Homeschool was back in for the week, and the support from their teachers was great. We were able to cover things they would have been doing in class, but it did feel very strange to have them both off school with nothing ailing them!

It needed to be done, but there was plenty of disruption. The boys were fed up about having to stay at home from school, having just got back into it. I was fed up that I couldn’t work as planned during the day. Mr RLC had to reinstate his noise reduction measures for conducting meetings with two small boys in the house again. The only person who was really happy about it all was the dog.

Dealing with the sudden disruption, on this scale entirely because of Covid, got me thinking – and I believe I’ve got some way to the heart of why it’s so difficult to come to terms with the new way of the world.

As adults, we work hard to craft a life for ourselves on our terms – a home, however big or small; a job; family and friends to support us; an education for our children – and all we want to do is to live our lives according to these terms, and in control of as much of it as we can be. Then suddenly, we can’t – and however understandable the reasons for it are, it’s no longer on your terms. Leaving the house? No, sorry – you need to isolate. School? No, there’s a confirmed case and your year group needs to homeschool again. Get together with your brother, his wife and their four daughters? Nope – four plus six is too many.  I’ll stop now, before we stray into the circumstances which I find a little less easy to understand!

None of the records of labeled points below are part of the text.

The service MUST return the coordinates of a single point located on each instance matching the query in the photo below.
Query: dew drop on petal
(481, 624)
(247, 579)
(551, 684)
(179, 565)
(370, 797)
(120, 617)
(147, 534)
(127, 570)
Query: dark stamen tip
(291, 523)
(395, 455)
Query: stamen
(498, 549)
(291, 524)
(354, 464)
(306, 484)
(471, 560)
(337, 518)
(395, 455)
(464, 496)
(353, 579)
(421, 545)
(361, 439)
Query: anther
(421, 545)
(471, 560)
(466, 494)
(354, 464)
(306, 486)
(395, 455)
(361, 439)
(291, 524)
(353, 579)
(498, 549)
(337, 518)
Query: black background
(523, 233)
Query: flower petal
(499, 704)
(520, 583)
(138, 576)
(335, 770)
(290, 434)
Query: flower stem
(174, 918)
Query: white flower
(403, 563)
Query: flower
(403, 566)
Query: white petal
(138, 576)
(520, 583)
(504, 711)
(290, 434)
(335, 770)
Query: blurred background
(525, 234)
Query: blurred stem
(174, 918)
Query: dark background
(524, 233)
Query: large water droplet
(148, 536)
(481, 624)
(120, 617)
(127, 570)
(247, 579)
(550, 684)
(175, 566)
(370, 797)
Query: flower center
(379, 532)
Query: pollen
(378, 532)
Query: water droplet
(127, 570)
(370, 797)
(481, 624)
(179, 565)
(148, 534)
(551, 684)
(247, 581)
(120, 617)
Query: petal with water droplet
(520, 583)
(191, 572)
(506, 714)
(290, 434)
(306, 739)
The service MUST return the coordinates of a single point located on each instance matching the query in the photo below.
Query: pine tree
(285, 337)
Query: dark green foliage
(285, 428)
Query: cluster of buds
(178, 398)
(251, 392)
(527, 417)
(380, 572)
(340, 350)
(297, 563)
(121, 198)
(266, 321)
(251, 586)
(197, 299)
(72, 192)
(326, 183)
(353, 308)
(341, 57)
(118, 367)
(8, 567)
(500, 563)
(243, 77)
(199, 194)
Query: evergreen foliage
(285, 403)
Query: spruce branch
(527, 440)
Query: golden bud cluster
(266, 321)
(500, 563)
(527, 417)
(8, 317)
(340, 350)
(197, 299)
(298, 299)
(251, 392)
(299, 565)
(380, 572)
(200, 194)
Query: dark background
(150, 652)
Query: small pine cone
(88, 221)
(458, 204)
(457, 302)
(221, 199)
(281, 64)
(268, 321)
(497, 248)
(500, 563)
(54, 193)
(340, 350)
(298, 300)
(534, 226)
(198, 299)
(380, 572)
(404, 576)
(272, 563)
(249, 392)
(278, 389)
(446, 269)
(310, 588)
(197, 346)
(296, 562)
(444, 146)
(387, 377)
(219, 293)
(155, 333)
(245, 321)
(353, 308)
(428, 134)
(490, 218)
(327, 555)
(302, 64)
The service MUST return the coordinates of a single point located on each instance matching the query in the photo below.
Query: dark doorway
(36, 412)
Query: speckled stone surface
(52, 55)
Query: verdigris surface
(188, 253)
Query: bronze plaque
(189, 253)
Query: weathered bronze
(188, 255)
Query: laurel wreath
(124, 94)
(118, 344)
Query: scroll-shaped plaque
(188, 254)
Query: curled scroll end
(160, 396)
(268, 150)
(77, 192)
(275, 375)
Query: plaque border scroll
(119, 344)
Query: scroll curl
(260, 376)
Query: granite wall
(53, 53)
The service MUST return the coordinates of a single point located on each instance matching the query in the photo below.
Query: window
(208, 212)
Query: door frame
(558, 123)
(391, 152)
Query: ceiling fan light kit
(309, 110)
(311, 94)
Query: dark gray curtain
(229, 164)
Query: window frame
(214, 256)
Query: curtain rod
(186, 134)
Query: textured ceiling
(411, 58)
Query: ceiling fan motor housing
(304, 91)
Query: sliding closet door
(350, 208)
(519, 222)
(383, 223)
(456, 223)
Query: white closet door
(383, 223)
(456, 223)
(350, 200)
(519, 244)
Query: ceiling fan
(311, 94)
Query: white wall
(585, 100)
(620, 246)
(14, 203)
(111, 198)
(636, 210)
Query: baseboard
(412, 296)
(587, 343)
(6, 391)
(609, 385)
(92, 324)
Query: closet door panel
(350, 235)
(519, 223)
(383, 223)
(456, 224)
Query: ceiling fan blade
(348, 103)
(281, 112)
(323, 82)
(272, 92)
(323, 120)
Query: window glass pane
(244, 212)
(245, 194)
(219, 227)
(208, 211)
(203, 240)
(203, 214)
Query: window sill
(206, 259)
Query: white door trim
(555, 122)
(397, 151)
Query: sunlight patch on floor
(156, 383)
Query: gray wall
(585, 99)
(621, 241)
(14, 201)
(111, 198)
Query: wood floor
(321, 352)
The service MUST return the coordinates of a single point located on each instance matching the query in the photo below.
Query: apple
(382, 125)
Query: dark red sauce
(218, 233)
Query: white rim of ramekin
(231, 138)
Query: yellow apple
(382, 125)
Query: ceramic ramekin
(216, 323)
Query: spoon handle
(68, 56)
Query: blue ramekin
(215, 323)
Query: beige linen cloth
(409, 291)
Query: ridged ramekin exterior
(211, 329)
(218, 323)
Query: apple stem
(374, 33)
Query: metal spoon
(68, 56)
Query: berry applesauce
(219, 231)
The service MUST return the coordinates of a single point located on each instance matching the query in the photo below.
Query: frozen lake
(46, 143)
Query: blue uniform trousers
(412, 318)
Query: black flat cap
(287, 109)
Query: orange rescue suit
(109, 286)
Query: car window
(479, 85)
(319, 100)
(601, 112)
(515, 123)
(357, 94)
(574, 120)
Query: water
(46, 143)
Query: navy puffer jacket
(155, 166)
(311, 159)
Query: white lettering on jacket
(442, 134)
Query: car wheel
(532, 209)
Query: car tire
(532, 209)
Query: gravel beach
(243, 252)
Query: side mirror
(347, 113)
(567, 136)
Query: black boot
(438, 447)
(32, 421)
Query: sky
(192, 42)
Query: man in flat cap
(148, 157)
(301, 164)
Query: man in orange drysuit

It’s hard – really hard. And as much as we all know how dangerous and debilitating this virus is, and how virulently it spreads, and how much we need to limit its spread, the bottom line is that it’s taking away our control. It’s going to demand a lot of flexibility, and over a very long period of time. And for those whose lives just don’t have the luxury of such flexibility, it’s going to be even harder.

Just as in lockdown, we are all in this together – and understanding that some people’s boats are less adaptable than others is going to be the key to surviving it together too, and hoping to regain our control of all our boats, in the calmer waters that must lie ahead.